Does your cousin use your Netflix account to watch "Orange is the New Black"? Did you give your boyfriend your HBO password so that he could catch up on "Game of Thrones"? If so, you might be considered a criminal under Computer Fraud and Abuse Act. But don’t worry – the good news is that Netflix doesn’t mind.
A decision on July 5 by the US Ninth Circuit Court of Appeals in United States v. David Nosal has broad implications that some say could impact unwitting internet users.
“People frequently share their passwords, notwithstanding the fact that websites and employers have policies prohibiting it,” wrote Judge Stephen Reinhardt in his dissenting opinion on US v. David Nosal. “In my view, the Computer Fraud and Abuse Act (“CFAA”) does not make the millions of people who engage in this ubiquitous, useful, and generally harmless conduct into unwitting federal criminals.”

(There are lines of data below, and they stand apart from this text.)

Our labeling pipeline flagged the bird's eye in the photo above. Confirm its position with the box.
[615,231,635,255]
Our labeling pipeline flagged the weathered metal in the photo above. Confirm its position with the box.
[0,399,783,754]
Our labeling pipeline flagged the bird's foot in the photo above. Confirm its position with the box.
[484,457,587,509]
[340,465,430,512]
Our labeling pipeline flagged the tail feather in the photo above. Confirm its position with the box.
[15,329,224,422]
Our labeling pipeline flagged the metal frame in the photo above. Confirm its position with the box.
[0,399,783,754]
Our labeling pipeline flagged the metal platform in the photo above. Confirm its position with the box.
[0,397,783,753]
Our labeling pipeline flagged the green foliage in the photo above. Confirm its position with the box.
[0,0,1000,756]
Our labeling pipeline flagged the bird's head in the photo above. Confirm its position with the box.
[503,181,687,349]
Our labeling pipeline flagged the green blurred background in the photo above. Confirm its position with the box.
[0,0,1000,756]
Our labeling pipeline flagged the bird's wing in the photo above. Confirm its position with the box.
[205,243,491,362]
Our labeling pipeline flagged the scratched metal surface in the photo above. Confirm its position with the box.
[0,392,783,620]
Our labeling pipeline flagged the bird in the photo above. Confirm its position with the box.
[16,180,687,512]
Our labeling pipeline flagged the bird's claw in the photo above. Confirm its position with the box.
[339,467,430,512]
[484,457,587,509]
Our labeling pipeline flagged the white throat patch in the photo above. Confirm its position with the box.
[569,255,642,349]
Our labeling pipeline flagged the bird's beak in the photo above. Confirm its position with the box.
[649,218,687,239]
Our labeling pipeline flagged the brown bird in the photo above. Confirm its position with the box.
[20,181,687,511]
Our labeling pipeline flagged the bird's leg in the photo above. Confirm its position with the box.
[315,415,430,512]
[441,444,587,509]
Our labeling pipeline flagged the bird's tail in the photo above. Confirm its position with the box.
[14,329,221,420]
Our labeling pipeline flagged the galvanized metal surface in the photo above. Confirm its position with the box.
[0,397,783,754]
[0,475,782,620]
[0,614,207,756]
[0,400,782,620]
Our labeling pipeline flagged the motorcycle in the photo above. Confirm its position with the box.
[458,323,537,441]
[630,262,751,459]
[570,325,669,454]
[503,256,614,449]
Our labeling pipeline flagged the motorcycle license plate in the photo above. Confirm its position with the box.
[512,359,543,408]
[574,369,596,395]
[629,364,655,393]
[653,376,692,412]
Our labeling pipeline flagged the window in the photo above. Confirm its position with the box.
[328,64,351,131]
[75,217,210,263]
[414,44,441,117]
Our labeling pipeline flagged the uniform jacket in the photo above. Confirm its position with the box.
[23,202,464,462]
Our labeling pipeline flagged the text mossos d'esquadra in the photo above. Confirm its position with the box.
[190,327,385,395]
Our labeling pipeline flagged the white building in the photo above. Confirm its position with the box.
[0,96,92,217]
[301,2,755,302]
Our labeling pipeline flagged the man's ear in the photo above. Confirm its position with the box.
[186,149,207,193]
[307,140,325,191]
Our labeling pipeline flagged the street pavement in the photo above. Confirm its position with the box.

Netflix doesn’t think so either. Both Netflix and competitor HBO GO have acknowledged that many of their users share passwords in order to avoid paying for multiple accounts within a family or group of friends.
Yet despite the fact that a study by Parks Associates last year found that subscription video on demand (VOD) services like Netflix stand to lose $500 million per year due to password sharing, VOD executives are enthusiastic about service sharing.
“We love people sharing Netflix whether they’re two people on a couch or 10 people on a couch,” Reed Hastings, Netflix chief executive officer, announced at the Consumer Electronics Show (CES) earlier this year. “That’s a positive thing, not a negative thing.”
In fact, Mr. Hastings doesn’t see password sharing as a way to lose customers, but as a way to gradually gain them. The reasoning, he says, is that young people share their parents’ passwords until they leave home or can afford their own subscription. By allowing password sharing, services like Netflix literally grow their subscriber base.
HBO has been less explicit about its own position on password sharing in recent years but in 2014, CEO Richard Plepler shared views similar to Hastings in a statement, saying password sharing is a “terrific marketing vehicle for the next generation of viewers.”
Besides, most sharing seems to take place at the familial level. An IBM Cloud Video's Clearleap study conducted in April found that just 4 percent of VOD subscribers share their password with non family members, according to the Chicago Tribune.
The fact that most sharing occurs between parents and children, or with others within a family, makes it even more difficult to say that password sharers are engaging in a criminal act.
The case that led Judge Reinhardt to express concerns that the majority’s decision made Netflix and HBO GO password sharers into “unwitting federal criminals” actually has little to do with entertainment.
The defendant, David Nosal, was a contractor (and former full employee) at an international headhunting firm called Korn/Ferry International when he began to formulate plans to create his own firm. Nosal and several others used login information that belonged to Nosal’s former assistant to access a Korn/Ferry database.
Nosal was eventually convicted under the Criminal Fraud and Abuse Act, which is mainly intended to apply to hackers. The court applied one clause of the CFAA in particular, which makes it illegal to “knowingly and with intent to defraud, accesses a protected computer without authorization.”
“We conclude that “without authorization” is an unambiguous, non-technical term that, given its plain and ordinary meaning, means accessing a protected computer without permission,” wrote Justice Margaret McKeown in the opinion. “This definition has a simple corollary: once authorization to access a computer has been affirmatively revoked, the user cannot sidestep the statute by going through the back door and accessing the computer through a third party.”
In his dissent, Reinhardt expressed concern that this decision will begin a slippery slope towards the prosecution of innocuous civilian behaviors such as password sharing.